NVIDIA TensorRT for CUDA 12
TensorRT is a high-performance deep learning inference optimizer and runtime from NVIDIA. The `tensorrt-cu12` package provides the Python bindings specifically compiled for CUDA Toolkit 12.x. As of its latest version `10.16.1.11`, it supports optimizing and deploying trained deep learning models for faster inference on NVIDIA GPUs. Releases are frequent, typically aligning with major TensorRT core library and CUDA toolkit updates.
Common errors
-
ModuleNotFoundError: No module named 'tensorrt'
cause The `tensorrt-cu12` package is not installed in the current Python environment or the environment is not activated.fixRun `pip install tensorrt-cu12` to install the package. -
tensorrt.infer.NMSPlugin_TRT.NMSPlugin: no matching engine found for requested plugin
cause This error typically indicates that a required TensorRT plugin (either a built-in one or a custom one) is not available, is incompatible with the loaded engine/network, or its library could not be loaded.fixEnsure all necessary plugin libraries (.so or .dll files) are in a path accessible by TensorRT (e.g., `LD_LIBRARY_PATH` on Linux), and that custom plugins are built against the correct TensorRT version.
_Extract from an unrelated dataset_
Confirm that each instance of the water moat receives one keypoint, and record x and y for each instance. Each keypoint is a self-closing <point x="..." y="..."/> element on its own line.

For built-in plugins, verify your TensorRT installation is complete. -
libcudart.so.12.X: cannot open shared object file: No such file or directory
cause The system cannot find the CUDA runtime library, indicating either CUDA Toolkit 12.x is not installed or its library paths are not correctly configured for your system.fixInstall NVIDIA CUDA Toolkit 12.x and ensure its `lib` directory (e.g., `/usr/local/cuda-12.X/lib64`) is included in your system's `LD_LIBRARY_PATH` (Linux) or `PATH` (Windows). -
TypeError: argument 'network' (unambiguous type name missing)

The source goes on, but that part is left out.